Statistical Analysis System

Data need to be processed before they can be mapped. Often, this requires filtering the data through a statistical analyzer. For example, AIDS cases in Botswana alone do not have much meaning unless they are disaggregated over age groups and gender, then given percentage values of prevalence over the whole population of the country, and compared across the various districts. Or there may also be too much census data, and a statistical system can aggregate that information into what can be easily visualized on a map, chart or time-series graph.

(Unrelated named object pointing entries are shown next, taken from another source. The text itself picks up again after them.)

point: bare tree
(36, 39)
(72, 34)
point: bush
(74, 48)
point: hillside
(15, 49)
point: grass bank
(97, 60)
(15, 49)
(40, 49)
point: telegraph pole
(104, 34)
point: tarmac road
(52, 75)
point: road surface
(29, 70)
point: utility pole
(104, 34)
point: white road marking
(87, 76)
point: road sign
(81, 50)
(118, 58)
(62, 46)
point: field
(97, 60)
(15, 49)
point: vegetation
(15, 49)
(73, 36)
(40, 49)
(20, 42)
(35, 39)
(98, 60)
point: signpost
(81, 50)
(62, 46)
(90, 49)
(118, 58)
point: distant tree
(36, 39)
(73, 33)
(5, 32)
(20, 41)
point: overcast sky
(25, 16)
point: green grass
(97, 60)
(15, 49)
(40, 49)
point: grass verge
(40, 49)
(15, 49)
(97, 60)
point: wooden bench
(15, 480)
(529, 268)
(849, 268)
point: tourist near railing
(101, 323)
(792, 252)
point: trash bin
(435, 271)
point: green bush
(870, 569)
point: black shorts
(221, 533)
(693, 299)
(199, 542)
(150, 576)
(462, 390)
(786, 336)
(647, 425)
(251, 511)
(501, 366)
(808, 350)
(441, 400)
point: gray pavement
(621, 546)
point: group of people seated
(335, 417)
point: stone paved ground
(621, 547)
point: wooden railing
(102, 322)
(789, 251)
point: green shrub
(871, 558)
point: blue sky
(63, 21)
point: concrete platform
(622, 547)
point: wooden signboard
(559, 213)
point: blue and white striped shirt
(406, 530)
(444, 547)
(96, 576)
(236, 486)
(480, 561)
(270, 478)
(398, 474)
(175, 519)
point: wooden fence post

Open Information/Open Source

Information is vital to developing countries in combating AIDS, poverty and hunger, and to ensure education, environmental sustainability and social equality. Most NGOs, UN organizations and funding bodies support programs to gather data and disseminate it in an informative way that assists development where development is needed most. And most agree that there should be no price tags or restrictions on data that can be used to educate the policy makers to make informed decisions on how to best invest in the social welfare of their jurisdiction. But is proprietary, copyright protected software a means to circumvent the unethical practice of information hiding?

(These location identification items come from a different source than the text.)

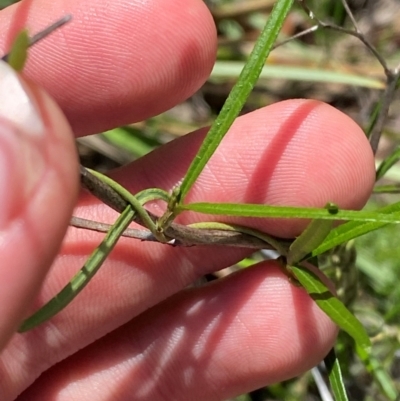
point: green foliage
(238, 95)
(378, 255)
(19, 51)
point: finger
(116, 62)
(37, 194)
(292, 153)
(239, 334)
(136, 276)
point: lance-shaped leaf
(310, 238)
(332, 306)
(19, 51)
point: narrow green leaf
(254, 210)
(335, 376)
(308, 240)
(239, 93)
(387, 189)
(224, 70)
(82, 278)
(19, 51)
(354, 229)
(332, 306)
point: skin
(135, 332)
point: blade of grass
(85, 274)
(255, 210)
(314, 234)
(238, 95)
(19, 51)
(230, 69)
(353, 229)
(335, 376)
(332, 306)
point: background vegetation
(338, 69)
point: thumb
(38, 188)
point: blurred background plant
(338, 69)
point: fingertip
(118, 62)
(42, 172)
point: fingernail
(21, 145)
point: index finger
(116, 62)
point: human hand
(116, 63)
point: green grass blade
(335, 376)
(332, 306)
(227, 70)
(19, 51)
(255, 210)
(354, 229)
(82, 278)
(314, 234)
(239, 93)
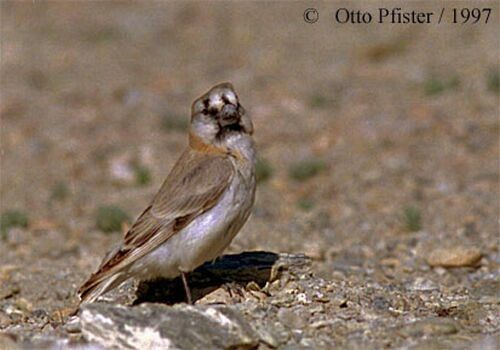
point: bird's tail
(94, 288)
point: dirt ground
(378, 147)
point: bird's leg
(186, 288)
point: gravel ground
(379, 160)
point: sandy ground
(380, 142)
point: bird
(200, 207)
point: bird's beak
(229, 115)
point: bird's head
(218, 113)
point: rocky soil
(376, 219)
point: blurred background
(377, 143)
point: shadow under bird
(199, 209)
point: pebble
(423, 285)
(458, 256)
(437, 326)
(291, 319)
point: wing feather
(193, 186)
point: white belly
(204, 238)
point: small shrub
(263, 170)
(111, 218)
(412, 219)
(434, 86)
(13, 218)
(318, 101)
(59, 191)
(142, 175)
(306, 204)
(306, 169)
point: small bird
(199, 209)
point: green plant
(306, 204)
(13, 218)
(142, 175)
(412, 219)
(111, 218)
(59, 191)
(263, 170)
(436, 86)
(306, 169)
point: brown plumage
(216, 171)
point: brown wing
(192, 187)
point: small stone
(431, 326)
(291, 319)
(155, 326)
(458, 256)
(423, 285)
(218, 296)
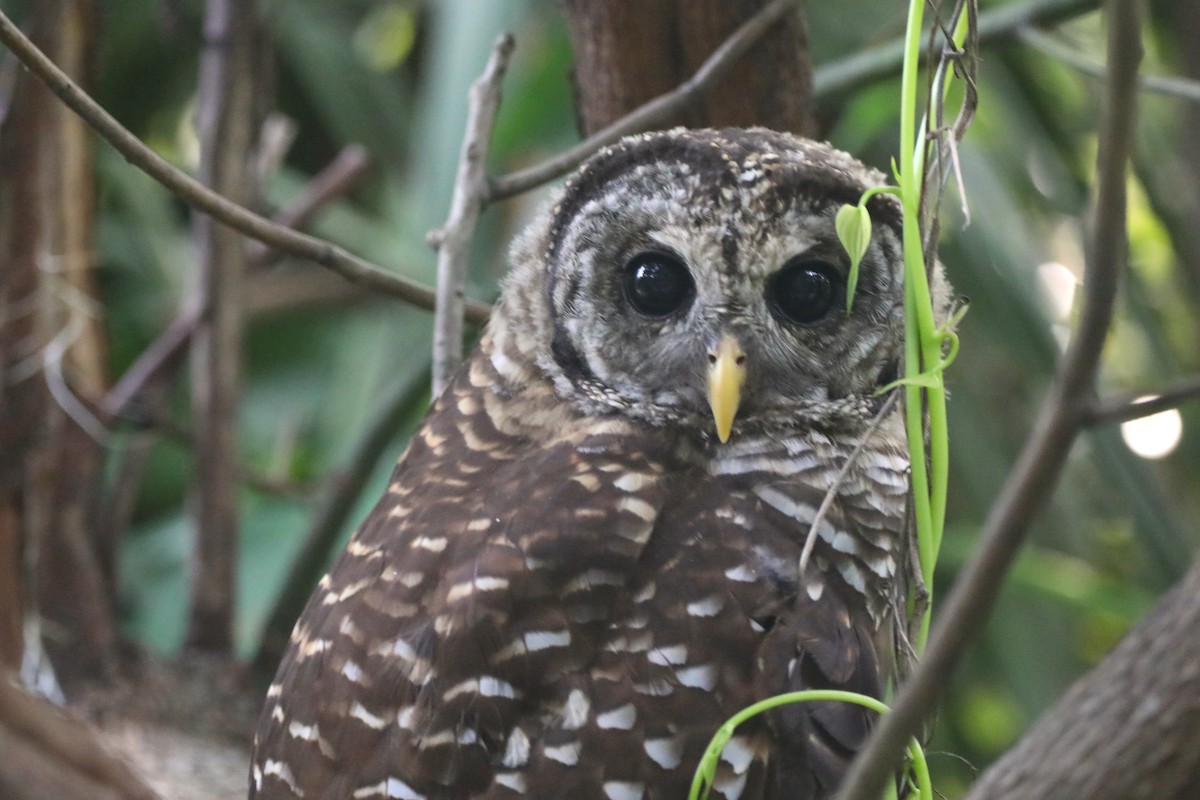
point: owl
(589, 554)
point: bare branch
(222, 209)
(469, 192)
(340, 176)
(336, 180)
(653, 113)
(1059, 422)
(1122, 409)
(995, 24)
(1051, 47)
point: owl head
(695, 278)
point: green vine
(702, 781)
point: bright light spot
(1059, 286)
(1155, 435)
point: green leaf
(853, 224)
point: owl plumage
(588, 557)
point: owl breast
(576, 618)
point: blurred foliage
(393, 74)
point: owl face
(695, 278)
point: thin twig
(469, 190)
(222, 209)
(166, 352)
(653, 113)
(1122, 409)
(846, 74)
(1045, 451)
(832, 493)
(1049, 46)
(335, 181)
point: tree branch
(1049, 46)
(469, 192)
(1122, 409)
(330, 256)
(995, 24)
(48, 755)
(1059, 421)
(330, 517)
(1129, 728)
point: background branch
(1003, 22)
(1049, 46)
(227, 119)
(330, 256)
(1060, 420)
(1122, 409)
(454, 239)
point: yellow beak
(726, 373)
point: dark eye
(658, 284)
(804, 290)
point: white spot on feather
(666, 753)
(624, 791)
(575, 713)
(619, 719)
(516, 750)
(567, 755)
(702, 677)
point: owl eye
(804, 290)
(658, 284)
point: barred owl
(588, 557)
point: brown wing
(573, 618)
(491, 564)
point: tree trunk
(48, 500)
(228, 115)
(1128, 729)
(628, 52)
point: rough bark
(1128, 729)
(628, 52)
(228, 110)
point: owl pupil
(803, 292)
(658, 284)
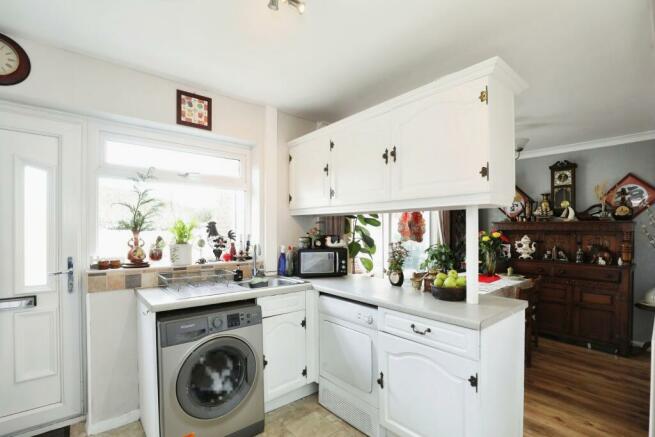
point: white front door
(40, 318)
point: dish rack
(195, 279)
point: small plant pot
(457, 294)
(181, 254)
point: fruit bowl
(451, 294)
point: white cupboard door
(426, 392)
(441, 144)
(40, 344)
(360, 171)
(309, 184)
(285, 354)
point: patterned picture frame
(640, 193)
(194, 110)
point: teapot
(525, 247)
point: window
(191, 183)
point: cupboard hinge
(484, 171)
(484, 95)
(473, 380)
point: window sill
(147, 277)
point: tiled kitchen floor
(302, 418)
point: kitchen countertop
(373, 291)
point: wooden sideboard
(581, 303)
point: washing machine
(211, 371)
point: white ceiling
(590, 64)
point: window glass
(182, 162)
(35, 225)
(186, 201)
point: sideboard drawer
(583, 272)
(449, 338)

The open source model is an essential principal in building a global indicator information system. There is no business or corporation in the world that can afford to address all the needs of all the clients who use software to analyze indicators. The only model which can successfully support such a massive demand is an open source community. Therefore, it is absolutely essential for any global indicator information system to be armed with a toolkit of open source software and open-information services.

Security Model

Data are precious and proprietary. Data collectors want to control how they share their data and want exclusive rights to who can modify it or see it. KIDS implements such a security policy, where features necessary to view, modify and download data are made available to clients based on a tiered set of access controls. Any other system connecting to the KIDS Web services to collect data must authenticate itself and will be bound by the rules and permissions given to it. Thus data integrity and security is preserved, even in an open source, open information system.

Geocoding Standard

Conflict, politics, and policy in many developing and under-developed regions change the face of our world daily. Administrative boundaries shift, district names change, and provinces merge or split to form new ones. The implication and challenge for GIS is to keep the maps and data updated constantly and accurately. To ensure accuracy and avoid the tedious and manual task of matching data to maps, standards need to be devised and conformed with. So a well devised standard should address the georeferenced data and boundary map units with “geocodes” that identify the administrative level of the region, the region’s ISO 3166-2 code, and the time when that data was recorded or the region was coded.

An initiative called GAUL (Global Administrative Unit Layers) has been launched by the Department of Sustainable Development, which addresses the issues surrounding geocoding of boundary maps. Its principles have been well received by the many UN groups. Its success however, remains dependent on its wider acceptance and adoption by the larger GIS community.